Terakhir, tahun 2011, PLOt menggelar opera keliling dengan mempertunjukkan lakon "Sijona Pencuri Ulung" dan "Mencari Sijonaha" yang dipertontonkan hingga Jakarta dan Lampung. 

Selain upaya untuk mengatasi kepunahan, revitalisasi juga bertujuan agar opera Batak menjadi sebuah pertunjukan yang juga mampu memberikan kontribusi kepada ekonomi kreatif. Misalnya, dapat memasukkannya ke dalam agenda tetap event wisata di Sumut. Sayangnya, upaya ini belum terealisasi hingga kini.

Pemberian gelar Ompu Datu Panggual Tuan Banner Namanghual Opera Batak kepada Alister merupakan satu di antara beberapa upaya revitalisasi yang dilakukan PLOt selama 10 tahun terakhir. Gelar itu merupakan tanda kehormatan atas dedikasi Alister yang sepanjang hidupnya mengabdi kepada kesenian tradisional Batak. 

"Alister ialah orang yang ahli musik Batak dan dia pantas mendapat gelar 'ompu'. Dalam budaya Batak, gelar 'ompu' biasanya diberikan kepada orang yang ahli. Karena itu Alister layak mendapat gelar kehormatan itu," ujar peneliti sejarah Batak dari Universitas HKBP Nommensen, Manguji Nababan. 

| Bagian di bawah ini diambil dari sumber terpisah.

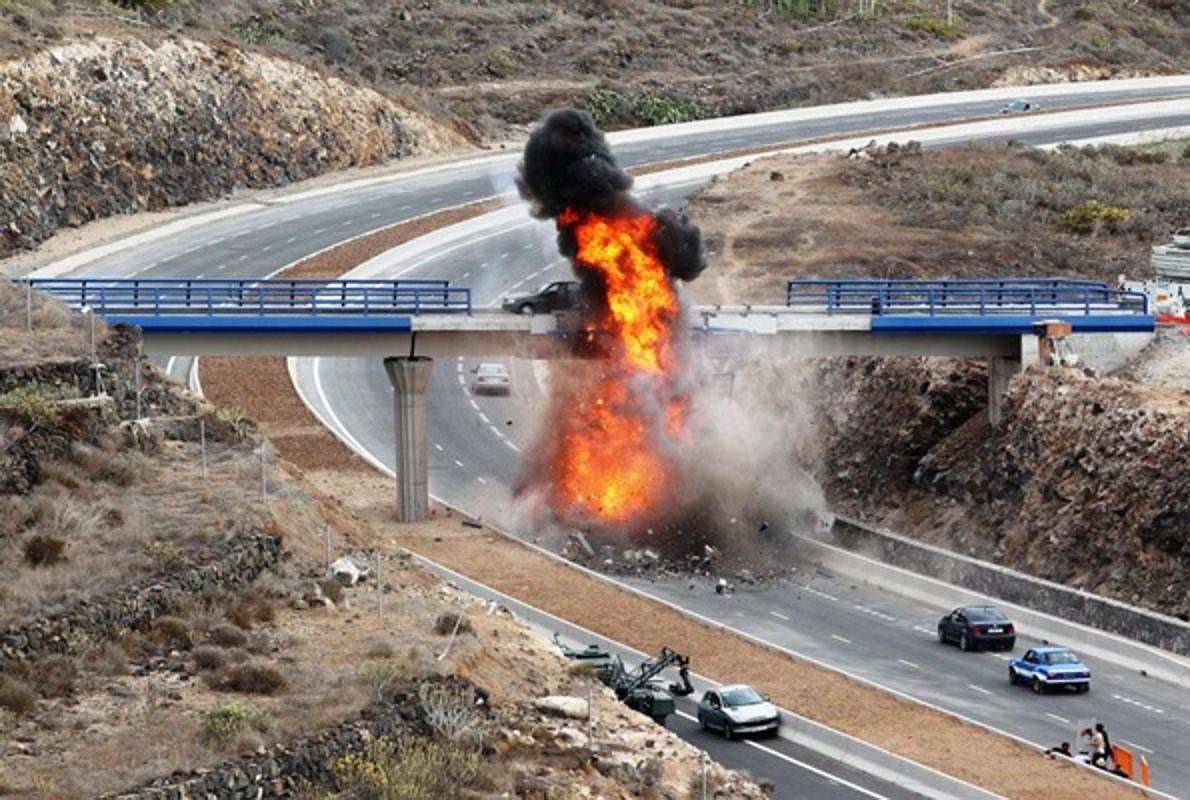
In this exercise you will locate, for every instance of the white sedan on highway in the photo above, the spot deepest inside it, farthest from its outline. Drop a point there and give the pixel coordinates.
(492, 379)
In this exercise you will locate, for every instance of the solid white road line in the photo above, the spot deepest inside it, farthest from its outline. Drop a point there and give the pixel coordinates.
(821, 773)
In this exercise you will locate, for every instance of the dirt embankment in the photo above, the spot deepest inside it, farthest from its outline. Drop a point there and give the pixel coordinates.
(1081, 483)
(111, 126)
(149, 624)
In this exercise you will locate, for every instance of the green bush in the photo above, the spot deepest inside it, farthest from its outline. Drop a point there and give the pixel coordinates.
(664, 110)
(37, 402)
(223, 723)
(260, 32)
(1093, 216)
(412, 768)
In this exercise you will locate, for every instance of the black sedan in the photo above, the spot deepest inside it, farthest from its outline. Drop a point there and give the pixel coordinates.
(976, 627)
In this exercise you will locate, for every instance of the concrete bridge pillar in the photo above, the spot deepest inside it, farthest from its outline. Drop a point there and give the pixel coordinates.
(1001, 370)
(409, 377)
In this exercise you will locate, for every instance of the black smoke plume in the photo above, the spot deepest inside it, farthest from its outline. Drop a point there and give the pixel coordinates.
(569, 164)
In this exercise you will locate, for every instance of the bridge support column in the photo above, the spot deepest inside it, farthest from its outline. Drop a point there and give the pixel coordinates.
(409, 377)
(1001, 370)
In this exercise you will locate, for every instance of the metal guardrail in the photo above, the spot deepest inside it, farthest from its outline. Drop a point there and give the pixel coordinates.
(260, 298)
(975, 298)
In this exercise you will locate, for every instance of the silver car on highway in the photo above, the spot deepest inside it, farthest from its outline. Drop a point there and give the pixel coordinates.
(737, 710)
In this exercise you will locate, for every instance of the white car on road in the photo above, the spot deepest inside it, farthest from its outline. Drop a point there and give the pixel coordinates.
(492, 379)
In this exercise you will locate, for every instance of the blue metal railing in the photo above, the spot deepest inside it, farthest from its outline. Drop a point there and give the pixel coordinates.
(261, 298)
(982, 298)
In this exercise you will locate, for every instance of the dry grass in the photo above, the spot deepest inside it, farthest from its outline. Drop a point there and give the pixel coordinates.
(16, 695)
(56, 332)
(252, 677)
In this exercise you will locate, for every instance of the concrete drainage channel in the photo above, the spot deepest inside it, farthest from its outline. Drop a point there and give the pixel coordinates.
(832, 744)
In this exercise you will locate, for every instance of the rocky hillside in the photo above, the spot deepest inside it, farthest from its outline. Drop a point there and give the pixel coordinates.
(1082, 483)
(495, 66)
(158, 599)
(119, 125)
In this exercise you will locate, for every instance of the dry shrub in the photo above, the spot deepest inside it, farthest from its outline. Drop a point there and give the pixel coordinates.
(226, 722)
(227, 636)
(14, 516)
(43, 550)
(445, 624)
(254, 677)
(107, 660)
(208, 657)
(251, 608)
(411, 767)
(173, 632)
(379, 648)
(452, 712)
(332, 589)
(56, 675)
(16, 695)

Lebih dari itu, Thompson, mengatakan, gelar kehormatan ini menyimpan pesan agar mereka mempertahankan dedikasinya. Juga diharapkan ada proses regenerasi. "Artinya, ke depan akan ada penerusnya agar kesenian ini tidak punah," katanya.

Hal lainnya yang mendasari pemberian gelar ini, kata Thompson, masih ada masalah yang selama ini mengungkung seniman tradisi. Ketidakmampuan mengelola kesenian ini menjadi sebuah industri merupakan kendala yang sering dihadapi. Mereka seperti anak ayam kehilangan induk sepeninggal Tilhang Gultom. 

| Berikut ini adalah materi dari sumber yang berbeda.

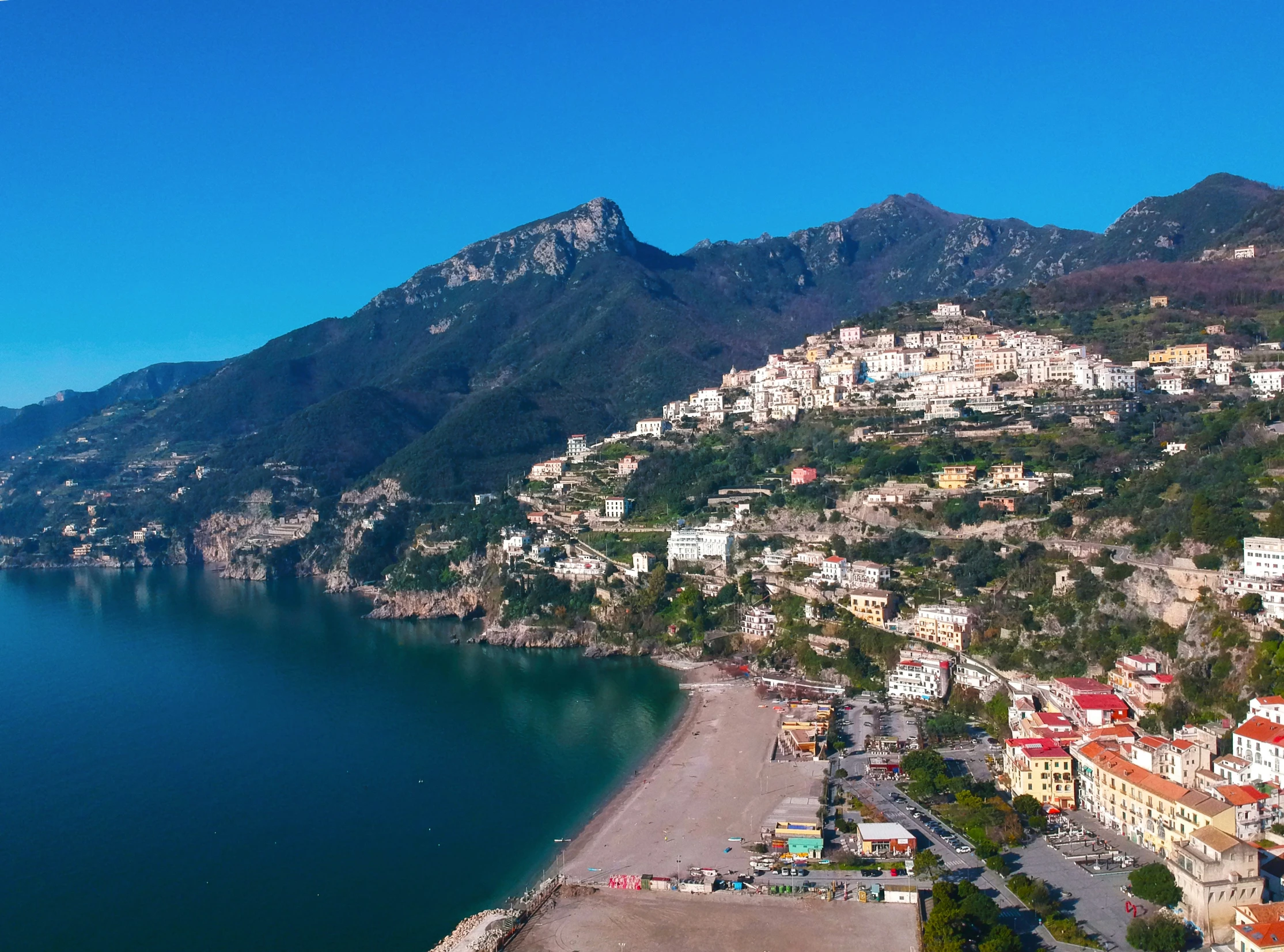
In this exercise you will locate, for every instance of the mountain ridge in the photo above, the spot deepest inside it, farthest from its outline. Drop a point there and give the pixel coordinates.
(459, 378)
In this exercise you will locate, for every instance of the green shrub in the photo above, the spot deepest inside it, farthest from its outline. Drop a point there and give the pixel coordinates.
(1160, 933)
(1154, 883)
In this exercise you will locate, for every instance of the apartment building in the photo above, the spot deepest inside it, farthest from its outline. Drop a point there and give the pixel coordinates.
(1174, 760)
(654, 426)
(759, 624)
(1141, 805)
(956, 476)
(867, 574)
(1264, 557)
(1260, 742)
(1138, 678)
(872, 606)
(920, 677)
(699, 544)
(1041, 769)
(617, 507)
(548, 470)
(1180, 356)
(835, 570)
(948, 625)
(1063, 691)
(1216, 871)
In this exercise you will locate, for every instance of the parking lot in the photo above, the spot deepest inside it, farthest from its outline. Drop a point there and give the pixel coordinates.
(1093, 896)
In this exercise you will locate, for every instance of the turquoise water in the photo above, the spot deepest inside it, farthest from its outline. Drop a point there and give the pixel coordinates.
(197, 764)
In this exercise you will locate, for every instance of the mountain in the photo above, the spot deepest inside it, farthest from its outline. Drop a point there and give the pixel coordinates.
(1184, 225)
(479, 365)
(22, 429)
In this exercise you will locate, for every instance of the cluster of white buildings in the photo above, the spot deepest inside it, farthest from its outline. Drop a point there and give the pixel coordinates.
(943, 367)
(1263, 574)
(921, 675)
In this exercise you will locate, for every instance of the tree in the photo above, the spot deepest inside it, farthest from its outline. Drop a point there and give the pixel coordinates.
(1154, 882)
(1249, 604)
(1160, 933)
(1001, 939)
(1027, 805)
(929, 864)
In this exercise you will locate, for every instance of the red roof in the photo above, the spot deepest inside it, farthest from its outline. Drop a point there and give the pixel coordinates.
(1101, 702)
(1241, 795)
(1081, 685)
(1261, 730)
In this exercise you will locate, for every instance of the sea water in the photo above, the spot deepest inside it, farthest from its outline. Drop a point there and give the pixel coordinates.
(192, 764)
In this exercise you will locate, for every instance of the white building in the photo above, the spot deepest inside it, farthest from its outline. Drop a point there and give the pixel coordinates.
(617, 507)
(1268, 381)
(579, 569)
(1261, 743)
(1264, 557)
(920, 677)
(870, 575)
(699, 544)
(948, 625)
(653, 426)
(642, 564)
(835, 570)
(758, 623)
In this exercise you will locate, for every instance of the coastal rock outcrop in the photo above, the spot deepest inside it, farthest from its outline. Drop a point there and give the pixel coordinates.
(460, 601)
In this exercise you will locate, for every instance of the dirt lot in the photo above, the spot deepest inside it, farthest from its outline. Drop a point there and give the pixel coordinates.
(638, 921)
(710, 782)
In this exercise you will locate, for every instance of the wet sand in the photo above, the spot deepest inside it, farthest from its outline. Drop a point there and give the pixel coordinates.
(645, 921)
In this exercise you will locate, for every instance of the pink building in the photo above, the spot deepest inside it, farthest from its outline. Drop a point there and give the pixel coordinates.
(802, 474)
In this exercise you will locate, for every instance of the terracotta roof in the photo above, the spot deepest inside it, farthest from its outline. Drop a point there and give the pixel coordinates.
(1215, 838)
(1101, 702)
(1139, 776)
(1085, 685)
(1263, 911)
(1038, 747)
(1241, 795)
(1261, 730)
(1263, 934)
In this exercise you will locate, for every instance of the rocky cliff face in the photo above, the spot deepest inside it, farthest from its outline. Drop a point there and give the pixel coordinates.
(460, 602)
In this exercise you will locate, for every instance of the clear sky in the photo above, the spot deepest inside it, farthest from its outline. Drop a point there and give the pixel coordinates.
(185, 180)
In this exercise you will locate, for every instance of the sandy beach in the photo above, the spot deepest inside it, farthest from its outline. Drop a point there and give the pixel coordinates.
(646, 921)
(711, 780)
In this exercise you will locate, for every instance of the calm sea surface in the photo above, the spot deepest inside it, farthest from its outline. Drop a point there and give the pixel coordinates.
(197, 764)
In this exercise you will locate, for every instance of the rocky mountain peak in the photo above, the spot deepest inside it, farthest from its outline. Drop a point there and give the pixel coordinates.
(551, 246)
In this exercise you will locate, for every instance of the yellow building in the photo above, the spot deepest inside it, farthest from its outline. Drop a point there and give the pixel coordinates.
(1180, 356)
(1147, 809)
(956, 476)
(1041, 769)
(872, 606)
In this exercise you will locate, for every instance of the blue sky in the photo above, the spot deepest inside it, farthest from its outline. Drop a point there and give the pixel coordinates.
(185, 181)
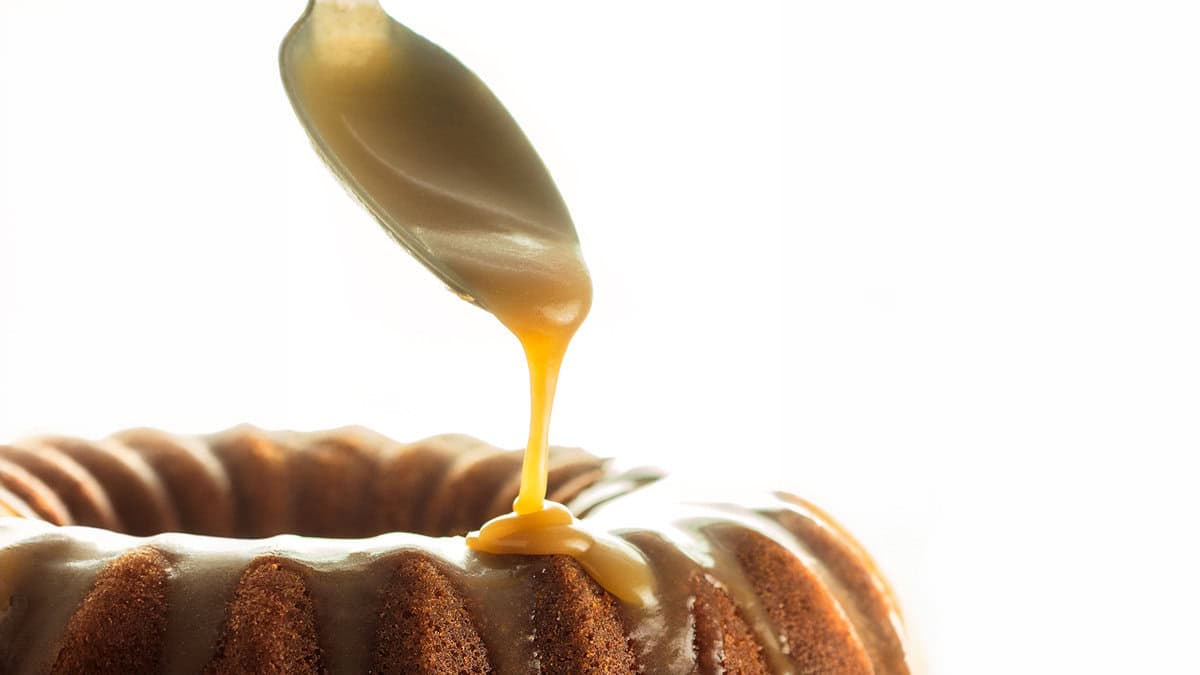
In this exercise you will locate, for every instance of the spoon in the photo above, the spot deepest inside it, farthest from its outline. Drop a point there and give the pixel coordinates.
(435, 156)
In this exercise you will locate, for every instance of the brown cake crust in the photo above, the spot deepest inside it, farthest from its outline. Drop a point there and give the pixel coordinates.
(424, 625)
(12, 505)
(724, 640)
(193, 478)
(271, 626)
(739, 589)
(119, 628)
(81, 493)
(135, 489)
(577, 625)
(259, 473)
(34, 493)
(799, 607)
(334, 478)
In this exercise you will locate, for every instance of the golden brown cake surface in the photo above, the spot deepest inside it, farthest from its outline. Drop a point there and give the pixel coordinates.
(351, 562)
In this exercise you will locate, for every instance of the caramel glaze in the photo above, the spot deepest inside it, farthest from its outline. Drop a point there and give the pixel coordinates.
(765, 557)
(442, 163)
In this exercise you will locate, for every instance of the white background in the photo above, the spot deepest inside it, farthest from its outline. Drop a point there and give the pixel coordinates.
(933, 264)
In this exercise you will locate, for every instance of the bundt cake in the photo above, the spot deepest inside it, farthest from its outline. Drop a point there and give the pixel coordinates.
(252, 551)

Melalui pemberian gelar ini diharapkan ada respon dari berbagai pihak, terutama pemerintah daerah. Misalnya, menjadikannya sebagai bagian dari agenda pendukung industri wisata daerah. 
"Memang sudah ada rencana mengadakan Pesta Gondang Sabangunan untuk merayakan hari jadi Pemkab Humbahas 7 Juli 2013. Kita harapkan nanti juga menyertakan opera Batak," kata Kabid Pariwisata dan Kebudayaan Dinas Perhubungan dan Pariwisata Humbahas, Jaulim Simanullang, yang turut hadir pada acara penyerahan gelar itu. 

Kemauan pemerintah memang sangat diharapkan. Seperti dikatakan John Sihite, pemilik usaha musik tradisi Lia Gemilang Musik di Dolok Sanggul, sejauh ini pemerintah kabupaten masih setengah hati melihat kesenian tradisi. Pada HUT Humbahas sebelumnya misalnya, Pemkab menggelar festival menyanyi trio. 

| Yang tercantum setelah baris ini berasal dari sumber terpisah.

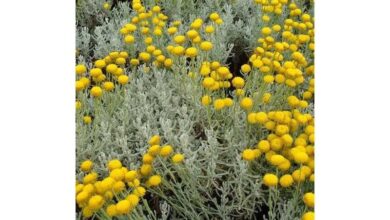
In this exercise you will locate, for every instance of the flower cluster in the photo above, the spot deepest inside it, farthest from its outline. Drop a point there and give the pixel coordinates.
(121, 190)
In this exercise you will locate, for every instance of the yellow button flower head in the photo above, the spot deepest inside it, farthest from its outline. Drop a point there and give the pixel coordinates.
(308, 199)
(206, 100)
(214, 16)
(154, 180)
(146, 169)
(270, 179)
(228, 102)
(79, 85)
(252, 118)
(248, 155)
(81, 69)
(192, 34)
(206, 45)
(123, 79)
(96, 91)
(208, 82)
(166, 150)
(154, 140)
(286, 180)
(308, 216)
(191, 52)
(246, 103)
(264, 146)
(123, 207)
(131, 175)
(180, 39)
(144, 56)
(219, 104)
(209, 29)
(245, 68)
(178, 158)
(95, 202)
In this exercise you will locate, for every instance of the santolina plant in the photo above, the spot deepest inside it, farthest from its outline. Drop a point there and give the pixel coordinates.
(191, 110)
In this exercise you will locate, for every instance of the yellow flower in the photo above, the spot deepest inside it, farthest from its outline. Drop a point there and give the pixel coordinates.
(87, 212)
(146, 169)
(118, 186)
(154, 180)
(214, 16)
(166, 150)
(264, 146)
(87, 119)
(96, 91)
(206, 45)
(308, 199)
(168, 63)
(111, 210)
(81, 69)
(180, 39)
(154, 140)
(144, 56)
(111, 68)
(129, 39)
(191, 52)
(131, 175)
(206, 100)
(95, 202)
(106, 6)
(209, 29)
(308, 216)
(208, 82)
(246, 103)
(123, 79)
(266, 31)
(79, 85)
(133, 199)
(238, 82)
(178, 158)
(270, 179)
(108, 86)
(252, 118)
(123, 207)
(219, 104)
(286, 180)
(245, 68)
(248, 154)
(228, 102)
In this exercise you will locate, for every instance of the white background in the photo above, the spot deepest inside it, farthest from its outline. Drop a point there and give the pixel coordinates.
(37, 129)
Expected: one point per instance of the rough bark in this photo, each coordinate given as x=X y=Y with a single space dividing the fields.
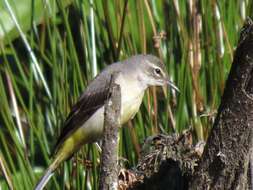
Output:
x=226 y=159
x=166 y=162
x=109 y=170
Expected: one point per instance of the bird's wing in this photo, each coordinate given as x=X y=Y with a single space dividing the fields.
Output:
x=89 y=102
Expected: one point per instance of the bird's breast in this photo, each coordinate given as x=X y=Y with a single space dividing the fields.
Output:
x=131 y=97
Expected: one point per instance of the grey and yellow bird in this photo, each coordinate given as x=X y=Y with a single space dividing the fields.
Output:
x=85 y=122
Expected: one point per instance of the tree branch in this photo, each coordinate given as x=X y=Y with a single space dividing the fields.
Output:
x=226 y=159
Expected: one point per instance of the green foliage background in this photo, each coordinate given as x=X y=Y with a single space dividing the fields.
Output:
x=50 y=50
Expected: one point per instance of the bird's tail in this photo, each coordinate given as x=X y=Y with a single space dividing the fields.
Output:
x=47 y=175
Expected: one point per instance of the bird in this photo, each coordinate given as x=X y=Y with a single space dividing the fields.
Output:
x=85 y=122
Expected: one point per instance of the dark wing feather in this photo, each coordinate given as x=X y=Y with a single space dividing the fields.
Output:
x=89 y=102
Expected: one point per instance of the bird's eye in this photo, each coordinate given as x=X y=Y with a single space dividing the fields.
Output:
x=157 y=71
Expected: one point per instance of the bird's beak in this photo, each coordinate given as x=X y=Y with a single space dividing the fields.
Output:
x=172 y=85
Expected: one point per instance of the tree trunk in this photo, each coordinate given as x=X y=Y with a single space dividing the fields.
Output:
x=226 y=159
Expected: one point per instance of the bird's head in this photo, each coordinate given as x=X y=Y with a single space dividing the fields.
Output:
x=153 y=72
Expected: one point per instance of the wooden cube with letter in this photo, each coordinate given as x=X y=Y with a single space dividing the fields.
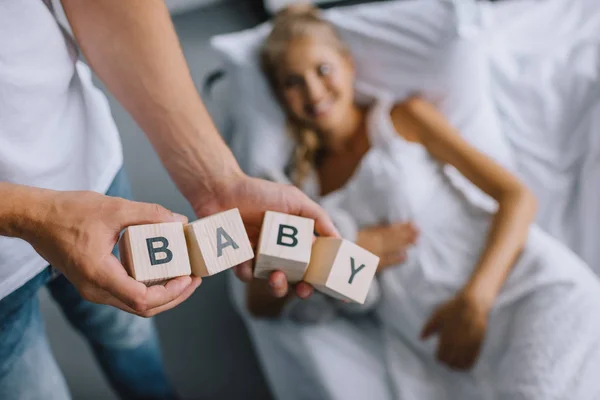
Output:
x=217 y=243
x=285 y=244
x=341 y=269
x=155 y=253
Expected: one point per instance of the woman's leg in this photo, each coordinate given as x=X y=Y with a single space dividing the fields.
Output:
x=340 y=359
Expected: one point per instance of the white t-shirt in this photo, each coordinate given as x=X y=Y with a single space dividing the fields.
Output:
x=56 y=129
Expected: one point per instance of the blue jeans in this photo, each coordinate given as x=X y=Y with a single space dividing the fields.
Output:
x=126 y=346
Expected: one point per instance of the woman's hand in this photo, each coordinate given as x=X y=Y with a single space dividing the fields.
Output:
x=388 y=242
x=461 y=324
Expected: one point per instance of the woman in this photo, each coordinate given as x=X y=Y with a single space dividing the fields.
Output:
x=512 y=311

"Andai saja digelar seni tradisi, opera Batak misalnya, saya yakin tak hanya warga Humbahas yang terhibur. Tapi, juga dari luar. Syukur-syukur (even) seperti ini jadi agenda wisata tahunan di Humbahas," katanya. Ia berharap, Pemkab Humbahas tidak hanya menebar janji, tapi siap mewujudkannya.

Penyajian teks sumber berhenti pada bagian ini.